Throughout my life, I have been called “obnoxious”, “annoying” “aggressive”, and “too much to handle”, all of which, I am ashamed to say are true.. I’ve had people decide that they hate me, just because of how outgoing I am. They never even took the time to say one word to me, before they put those labels on me. I give off this vibe because of one thing; I always strive to be the center of attention. For as long as I can remember, I loved being in the spot light.

Groups of people with all their attention directed my way, gave me a sense of pride like nothing else did. Little did I know that sense of pride came with a huge sacrifice. People started to dislike me. Not only did I love attention, but the fear of being rejected ran deep in me. So the more I was the center of attention, the more people disliked me. And the more people disliked me, the harder I tried. I just didn’t know how to try any other way, then being as extraverted as I could. It was a treacherous cycle That always ended with more and more people not wanting to be around me. Around Christmas time of my freshman year, I became depressed. It all just became to much to handle, and I broke. I became bulimic, and even cut myself a couple different times. The last thing I wanted at that time was sympathy from my peers. So I put on a mask of happiness at school. I became more extraverted then ever, and my depression grew and grew.

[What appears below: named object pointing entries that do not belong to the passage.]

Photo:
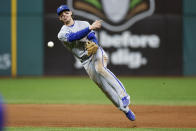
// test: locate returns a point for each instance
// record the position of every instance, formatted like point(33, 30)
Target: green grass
point(100, 129)
point(65, 90)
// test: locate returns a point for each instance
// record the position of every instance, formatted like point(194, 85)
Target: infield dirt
point(63, 115)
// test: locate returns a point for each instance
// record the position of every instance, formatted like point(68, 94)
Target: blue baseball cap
point(62, 8)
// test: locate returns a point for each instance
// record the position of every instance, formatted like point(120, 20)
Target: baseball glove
point(91, 47)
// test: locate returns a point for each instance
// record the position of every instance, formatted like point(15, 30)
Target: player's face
point(65, 16)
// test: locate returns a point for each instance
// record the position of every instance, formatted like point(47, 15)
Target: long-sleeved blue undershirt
point(78, 35)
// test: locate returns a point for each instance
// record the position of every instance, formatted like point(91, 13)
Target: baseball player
point(79, 38)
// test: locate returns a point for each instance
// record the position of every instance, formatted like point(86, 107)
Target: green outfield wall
point(189, 37)
point(5, 54)
point(30, 37)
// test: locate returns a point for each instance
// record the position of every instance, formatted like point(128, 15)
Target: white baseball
point(50, 44)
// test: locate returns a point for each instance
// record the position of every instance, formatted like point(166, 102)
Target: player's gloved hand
point(91, 47)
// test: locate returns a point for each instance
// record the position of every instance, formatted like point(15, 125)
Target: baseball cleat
point(130, 115)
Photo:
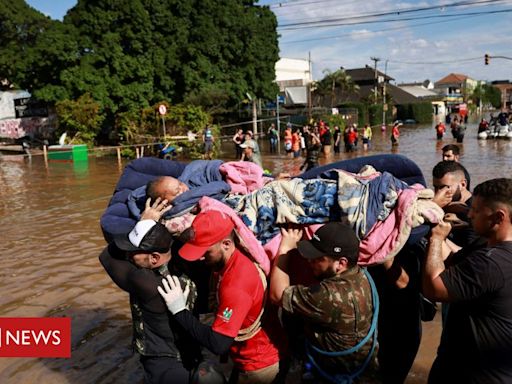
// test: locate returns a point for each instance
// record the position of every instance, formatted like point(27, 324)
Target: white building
point(293, 77)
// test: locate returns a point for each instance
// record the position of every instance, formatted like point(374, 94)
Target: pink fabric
point(387, 237)
point(249, 240)
point(242, 176)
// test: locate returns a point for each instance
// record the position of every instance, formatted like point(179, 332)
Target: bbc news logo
point(35, 337)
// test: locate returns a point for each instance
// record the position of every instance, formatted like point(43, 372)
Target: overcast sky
point(419, 39)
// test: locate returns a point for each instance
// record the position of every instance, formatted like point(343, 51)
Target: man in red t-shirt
point(238, 326)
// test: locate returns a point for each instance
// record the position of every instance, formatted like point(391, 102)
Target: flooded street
point(51, 240)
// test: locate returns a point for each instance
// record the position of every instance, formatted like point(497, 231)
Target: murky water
point(49, 220)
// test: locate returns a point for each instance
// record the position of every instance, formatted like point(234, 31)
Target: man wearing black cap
point(137, 263)
point(338, 310)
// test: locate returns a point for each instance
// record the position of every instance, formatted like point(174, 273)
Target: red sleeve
point(234, 305)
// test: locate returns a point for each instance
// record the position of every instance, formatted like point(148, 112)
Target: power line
point(435, 62)
point(388, 13)
point(396, 20)
point(377, 31)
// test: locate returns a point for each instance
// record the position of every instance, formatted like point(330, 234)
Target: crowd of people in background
point(307, 141)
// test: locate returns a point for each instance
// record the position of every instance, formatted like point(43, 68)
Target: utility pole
point(376, 60)
point(309, 80)
point(384, 104)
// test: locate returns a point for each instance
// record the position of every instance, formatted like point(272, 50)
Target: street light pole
point(375, 59)
point(278, 126)
point(384, 104)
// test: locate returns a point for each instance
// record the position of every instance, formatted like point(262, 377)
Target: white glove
point(175, 298)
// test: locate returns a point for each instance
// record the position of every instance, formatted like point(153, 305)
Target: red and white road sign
point(162, 109)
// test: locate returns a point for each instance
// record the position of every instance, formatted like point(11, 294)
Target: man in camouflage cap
point(338, 310)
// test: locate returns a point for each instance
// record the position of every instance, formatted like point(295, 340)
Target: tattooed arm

All I wanted was to be happy again, and I was tired of pretending I was so I started talking to a close group of friends. They helped me realize that my outgoing personality was never going to leave. It was who I was. So, even though I still get embarrassed after a loud or annoying episode of mine, and while being called those names, are still some of the most painful moments, Im trying not to let it bother me as much, Because the people that can see past it, realize, I am so much more than just my extraversion.